Writing Internal Libraries for Analytics Work

Or packages, or modules, or whatever you wish to call them

R
data science
Author

Matt Kaye

Published

April 1, 2023

This post is part of a series called The Missing Semester of Your DS Education.

Introduction

By definition, library code is code that’s written to being reused by programs other than itself that are unrelated to each other. For instance, dplyr (R) and pandas (Python) are common examples of library code: Instead of writing code from scratch to work with tabular data, you might use one of those two fantastic libraries.
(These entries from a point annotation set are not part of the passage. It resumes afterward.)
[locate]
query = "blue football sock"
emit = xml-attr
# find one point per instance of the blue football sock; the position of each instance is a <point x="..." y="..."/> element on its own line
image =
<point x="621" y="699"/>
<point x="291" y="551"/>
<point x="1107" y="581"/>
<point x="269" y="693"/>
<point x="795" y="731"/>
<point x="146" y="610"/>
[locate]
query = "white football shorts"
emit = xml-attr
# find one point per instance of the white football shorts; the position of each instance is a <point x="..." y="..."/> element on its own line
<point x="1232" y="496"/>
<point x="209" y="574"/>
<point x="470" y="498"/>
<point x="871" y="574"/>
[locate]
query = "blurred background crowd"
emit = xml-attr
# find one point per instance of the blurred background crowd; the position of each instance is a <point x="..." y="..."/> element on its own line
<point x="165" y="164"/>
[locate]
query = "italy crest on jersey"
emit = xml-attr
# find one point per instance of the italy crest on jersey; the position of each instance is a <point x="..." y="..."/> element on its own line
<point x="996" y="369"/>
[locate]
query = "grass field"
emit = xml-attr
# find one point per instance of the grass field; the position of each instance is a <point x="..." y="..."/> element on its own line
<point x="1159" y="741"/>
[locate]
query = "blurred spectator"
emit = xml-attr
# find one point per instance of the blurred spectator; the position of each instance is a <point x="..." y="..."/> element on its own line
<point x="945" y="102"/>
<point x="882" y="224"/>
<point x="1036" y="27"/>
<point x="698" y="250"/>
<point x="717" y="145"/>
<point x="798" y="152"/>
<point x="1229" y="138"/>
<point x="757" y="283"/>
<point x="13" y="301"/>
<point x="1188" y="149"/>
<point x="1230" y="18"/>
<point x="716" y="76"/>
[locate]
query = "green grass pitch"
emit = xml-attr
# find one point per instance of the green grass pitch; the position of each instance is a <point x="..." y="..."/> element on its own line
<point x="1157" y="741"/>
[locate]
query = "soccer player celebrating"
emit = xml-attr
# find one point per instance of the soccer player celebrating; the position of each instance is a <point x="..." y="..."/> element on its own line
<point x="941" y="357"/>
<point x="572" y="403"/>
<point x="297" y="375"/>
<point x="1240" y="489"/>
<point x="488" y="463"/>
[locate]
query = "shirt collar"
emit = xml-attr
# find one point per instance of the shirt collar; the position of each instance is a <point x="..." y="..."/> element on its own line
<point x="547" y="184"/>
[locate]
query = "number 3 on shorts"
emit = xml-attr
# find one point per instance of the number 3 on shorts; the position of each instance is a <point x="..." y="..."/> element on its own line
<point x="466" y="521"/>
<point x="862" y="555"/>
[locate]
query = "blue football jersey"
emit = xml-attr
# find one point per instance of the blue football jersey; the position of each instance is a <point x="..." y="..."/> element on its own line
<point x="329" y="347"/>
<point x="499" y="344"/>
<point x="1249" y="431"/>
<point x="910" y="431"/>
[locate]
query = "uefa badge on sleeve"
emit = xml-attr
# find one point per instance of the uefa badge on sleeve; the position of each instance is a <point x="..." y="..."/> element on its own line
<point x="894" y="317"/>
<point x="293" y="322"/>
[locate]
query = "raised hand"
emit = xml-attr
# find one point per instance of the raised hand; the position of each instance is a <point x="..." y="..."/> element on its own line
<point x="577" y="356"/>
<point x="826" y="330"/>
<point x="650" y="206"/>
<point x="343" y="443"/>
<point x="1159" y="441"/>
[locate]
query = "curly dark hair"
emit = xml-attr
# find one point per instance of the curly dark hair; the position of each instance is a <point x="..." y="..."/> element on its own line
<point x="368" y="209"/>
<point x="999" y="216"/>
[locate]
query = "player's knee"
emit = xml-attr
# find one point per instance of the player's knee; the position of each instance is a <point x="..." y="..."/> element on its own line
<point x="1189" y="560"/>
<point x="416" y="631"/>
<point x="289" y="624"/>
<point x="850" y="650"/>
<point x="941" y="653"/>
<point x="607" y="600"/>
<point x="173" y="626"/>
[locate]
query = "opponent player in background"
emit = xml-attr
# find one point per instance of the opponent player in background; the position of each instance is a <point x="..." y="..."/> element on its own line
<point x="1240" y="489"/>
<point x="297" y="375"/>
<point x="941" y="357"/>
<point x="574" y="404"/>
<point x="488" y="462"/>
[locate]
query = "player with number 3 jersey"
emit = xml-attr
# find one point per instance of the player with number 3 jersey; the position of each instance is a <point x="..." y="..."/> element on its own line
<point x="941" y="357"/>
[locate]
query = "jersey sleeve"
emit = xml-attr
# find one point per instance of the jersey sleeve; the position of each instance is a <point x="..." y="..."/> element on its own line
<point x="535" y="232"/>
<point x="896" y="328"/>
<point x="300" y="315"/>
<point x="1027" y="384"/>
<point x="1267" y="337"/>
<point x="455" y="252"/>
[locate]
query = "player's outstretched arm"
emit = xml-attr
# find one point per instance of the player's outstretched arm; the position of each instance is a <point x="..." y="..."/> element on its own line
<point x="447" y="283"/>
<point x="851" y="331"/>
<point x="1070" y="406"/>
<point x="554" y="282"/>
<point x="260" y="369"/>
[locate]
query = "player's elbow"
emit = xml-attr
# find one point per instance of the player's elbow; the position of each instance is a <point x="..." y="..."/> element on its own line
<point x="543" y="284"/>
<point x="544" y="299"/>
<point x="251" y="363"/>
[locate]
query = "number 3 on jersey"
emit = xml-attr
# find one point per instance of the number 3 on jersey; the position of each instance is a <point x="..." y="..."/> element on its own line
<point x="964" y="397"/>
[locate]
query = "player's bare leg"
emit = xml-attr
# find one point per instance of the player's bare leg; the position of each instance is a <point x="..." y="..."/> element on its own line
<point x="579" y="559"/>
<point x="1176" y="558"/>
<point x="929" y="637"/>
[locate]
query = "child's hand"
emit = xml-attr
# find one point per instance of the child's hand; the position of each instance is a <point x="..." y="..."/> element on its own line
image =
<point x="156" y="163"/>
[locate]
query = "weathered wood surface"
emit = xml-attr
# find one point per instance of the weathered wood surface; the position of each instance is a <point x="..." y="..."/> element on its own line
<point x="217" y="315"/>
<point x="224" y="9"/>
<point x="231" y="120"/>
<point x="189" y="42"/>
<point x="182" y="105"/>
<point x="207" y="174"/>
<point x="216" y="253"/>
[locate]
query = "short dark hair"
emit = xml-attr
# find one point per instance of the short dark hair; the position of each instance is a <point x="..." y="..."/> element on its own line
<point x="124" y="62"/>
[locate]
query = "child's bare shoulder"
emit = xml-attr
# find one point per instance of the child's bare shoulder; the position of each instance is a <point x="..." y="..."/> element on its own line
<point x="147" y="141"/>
And you get some additional benefits from using them:

  1. Those libraries are well-documented, so it’s easy to figure out how to use them.
  2. They’re well-tested, so you (presumably) know that bugs are less likely than if you were to try to write the same functionality from scratch.
  3. They’re (relatively) performant.
  4. They’re widely used, so it’s easy to find answers to questions and get help from the communities using them.

A Common Library

At CollegeVine, we have collegeviner: An R package containing a lot of code that we use very often for all kinds of analytics projects. Some things that live in collegeviner include:

  1. Plot theming code, so that we can consistently theme graphics across all of our work.
  2. A custom implementation of item-based collaborative filtering, which is core to our school recommendation system.
  3. DBI and aws.s3 wrappers for connecting to and querying our databases and working with data in S3.
  4. Helper methods for common math we do, such as converting between odds, log-odds, and probabilities.
  5. Miscellaneous helper code for things that don’t exist natively in R, such as yeet for removing an item from a list and %notin%, the inverse of the %in% operator.
  6. An implementation of the Brier Skill Score, which is a metric we often use for evaluating classification models.
  7. A lot more!

You might think of collegeviner as being a common library of things that our team does often, so we don’t need to repeat ourselves or reinvent the wheel.

A Toy Example

Let’s imagine that you’re setting up a common library (in this example, an R package) for your team. The first thing you might want to do is have some logic to help your team connect to your data warehouse. For this example, let’s just imagine that “warehouse” is your local Postgres instance. Then, you might write a method for your library called connect_to_dwh like this:

library(DBI)
library(rlang)
library(httr)
library(RPostgres)

connect_to_dwh <- function(url = Sys.getenv("DATA_WAREHOUSE_URL")) {
  if (url == "") abort("You must specify a dwh URL.")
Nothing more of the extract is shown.